Pinellas and Hillsborough counties are taking another positive step by collaborating to attract new trade to the region. By working as partners and not as competitors, the two counties bring a host of assets to the table to present a more attractive pitch to foreign investors. This regional approach should help job-development efforts and inspire area leaders to tackle even bigger challenges together.
The two counties announced Friday they have formed the Tampa Bay Export Alliance to take the lead on international trade missions. The move brings together the top economic development agencies from each county, and it gives a boost to Pinellas, which has been underrepresented in recent years as Hillsborough officials have dominated the exchanges.
Combining forces will present a much more robust picture of the bay area to the international community.
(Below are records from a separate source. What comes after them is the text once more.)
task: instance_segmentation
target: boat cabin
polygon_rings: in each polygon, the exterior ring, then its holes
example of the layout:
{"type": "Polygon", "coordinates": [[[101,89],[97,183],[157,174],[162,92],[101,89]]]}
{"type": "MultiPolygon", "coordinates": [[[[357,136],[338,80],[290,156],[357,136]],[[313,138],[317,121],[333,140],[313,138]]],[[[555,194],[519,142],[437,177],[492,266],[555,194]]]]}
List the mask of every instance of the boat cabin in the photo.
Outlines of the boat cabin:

Having business and political leaders from both sides of the bay represented on trade missions will make for a more efficient use of local marketing dollars, and it will give overseas presentations more depth by providing a broad perspective of life in Tampa Bay. The arrangement more aptly reflects what is happening on the ground, as the two counties push across a wide front to collaborate on everything from tourism to the management of the region's water supply. And the alliance will provide a foundation for the two counties to work together in other ways as the region assesses what it takes to seal development deals.
Most immediately, officials hope to increase the sale of local goods and services internationally. According to the Tampa Bay Partnership, the regional development group, exports in 2012 accounted for 8 percent of the area's economic output; by reaching the national average of 12 percent, the bay area could add $8 billion and up to 40,000 jobs to the local economy.
This is a focused effort with real potential for payback, and one with spin-off impacts that could bring benefits for years. The first joint trade mission, to Chile, is scheduled in December, with a trip to Canada expected next year.
Beyond burying old rivalries, this partnership could build confidence as the region undertakes larger initiatives, from addressing transportation to diversifying the workforce. The leaders of the region's 10 biggest public companies say employers would have trouble attracting top talent unless the region invests more in mass transit and better roads. The new strategy on trade is the latest example of how area leaders are pursuing a shared vision for the future.